Atualmente, dados da Central Nacional de Denúncias de Crimes Cibernéticos, realizada pela SaferNet , organização que promove e defende os direitos humanos na internet no Brasil, mostram um aumento no número de denúncias de anônimas de violência ou discriminação contra mulheres online . Em 2020, foram 12.698 denúncias, número 78,5% maior que o registrado em 2019.
Para Letícia, é muito importante incentivar a denúncia e falar sobre o tema. Ela conta que, por não ter denunciado o caso na época, sentiu que "tinha ficado uma pendência em relação a esse assunto". Essa sensação só foi passar em janeiro deste ano, quando ela resolveu contar a história em seu canal do YouTube . "Foi como colocar para fora finalmente, para também tentar ajudar outras pessoas", conta.
A jovem também diz que, até hoje, não gosta de usar shorts quando sai sozinha, trauma que acredita estar relacionado à perseguição que sofreu na internet há seis anos, sobretudo porque o assunto nunca foi devidamente encerrado. "Eu acho que vai chamar a atenção, alguma coisa das minhas pernas, que foi exatamente o início do primeiro texto que ele postou para mim no YouTube, falando sobre isso, sobre o shorts, sobre a perna que aparecia", relata.
Enquanto isso, espionagem aumenta
Na semana passada, a empresa de cibersegurança ESET publicou um relatório que afirma que a instalação de aplicativos espiões cresceu 48% em 2020 no sistema operacional Android . Esse tipo de aplicação geralmente vem "encoberta" como apps de controle parental mas que, em muitos casos, são usados para controlarem funcionários ou parceiros.
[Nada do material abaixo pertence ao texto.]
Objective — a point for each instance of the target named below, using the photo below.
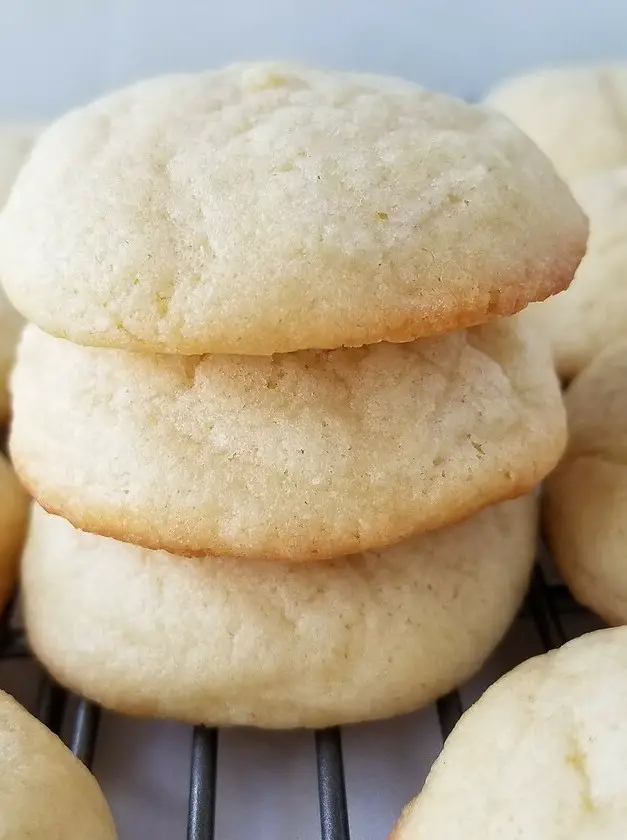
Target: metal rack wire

As opções disponíveis no mercado brasileiro prometem que o assediador possa ter acesso a SMS enviados, recebidos ou deletados, chamadas realizadas e recebidas, localização e rotas do GPS, aplicativos de mensagens e redes sociais, todas as teclas digitadas e até escuta do som ambiente do smartphone
da vítima. Geralmente, esses apps são instalados por pessoas próximas sem o consentimento de quem está sendo assediado, e ficam ocultos nos celulares.
Tiago conta que esse tipo de aplicação é ilegal no Brasil, já que invade a privacidade
de outras pessoas. Ele afirma, porém, que ainda é discutido se esse tipo de ação entra, ou não, na nova lei de stalking.
"Essa é uma questão controversa ainda, até porque o crime de stalking foi incorporado no código penal no dia primeiro de abril deste ano. Então, quando você vai ler o artigo, ele fala sobre ameaçar a pessoa de um modo a afetar a integridade física ou psicológica dela. Quando você está falando de um aplicativo espião e a pessoa não tem ciência dessa perseguição, a um primeiro olhar não se enquadraria [no crime de stalking], porque a pessoa não está sofrendo nada no seu fisico ou psicológico. Porém, é uma discussão relevante, já que os aplicativos espiões também não são legalizados", explica.
Sou vítima de stalking online, o que fazer?
A melhor saída, nesse caso, é realizar uma denúncia. Antes disso, porém, algumas dicas são essenciais:
- Guarde provas. Capturas de tela das conversas, sobretudo das partes explicitamente abusivas ou ameaçadoras, devem ser guardadas;
- Não interaja com a pessoa que está te perseguindo e não compartilhe informações pessoais, como endereço;
- Bloqueie o contato do stalker e o denuncie na rede social ou plataforma na qual está sendo feito o contato; e
- Faça uma denúncia formal, realizando um boletim de ocorrência.